The saga of Mary and Reese Henderson was told in The Minneapolis Journal the evening after her funeral service at Westminster Church on Thursday, March 23, 1905:

“In 1861 Mary was loved and betrothed by Reese R. Henderson. The call for volunteers in defense of the union took her lover away. At the bloody battle of Shiloh, on the second day, he was severely wounded; indeed, thought to be mortally wounded.

“In response to a telegram from the surgeon in charge of the Mound City hospital, she left on the first train, nursed him back to life, and took him home to Marysburg [Marysville]. They were married in 1862, he supported on his crutches during the ceremony.”

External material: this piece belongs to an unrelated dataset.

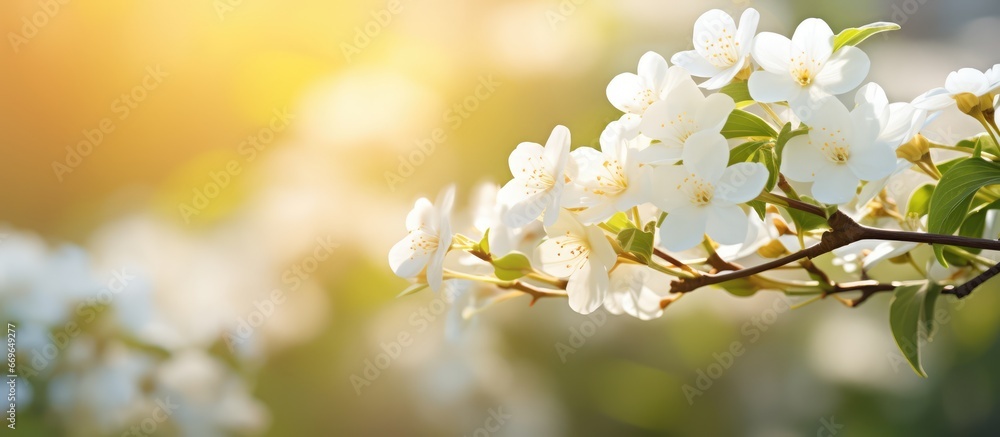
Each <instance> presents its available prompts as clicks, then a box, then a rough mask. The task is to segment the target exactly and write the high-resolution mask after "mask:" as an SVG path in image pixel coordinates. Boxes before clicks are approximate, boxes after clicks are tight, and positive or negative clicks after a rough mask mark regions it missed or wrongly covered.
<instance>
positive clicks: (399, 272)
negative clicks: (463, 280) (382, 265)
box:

Two days before, members of the John A. Rawlins post of the G. A. R. [Grand Army of the Republic, the Union veterans’ organization] of which Major Reese Henderson was the first commander, met to pass this resolution:

“Be it resolved that we extend to Comrade R. R. Henderson, in this hour of bereavement, the assurance of our sincere sympathy and our appreciation of the loss he has sustained in the separation from her who has been his lifelong companion, faithful and true under every vicissitude.”

Reese Henderson lived for another 20 years after Mary’s death and died in California. Both are now buried together beside the Henderson monument in Lakewood’s Section 25.

How the couple ended up in Minnesota is still unknown.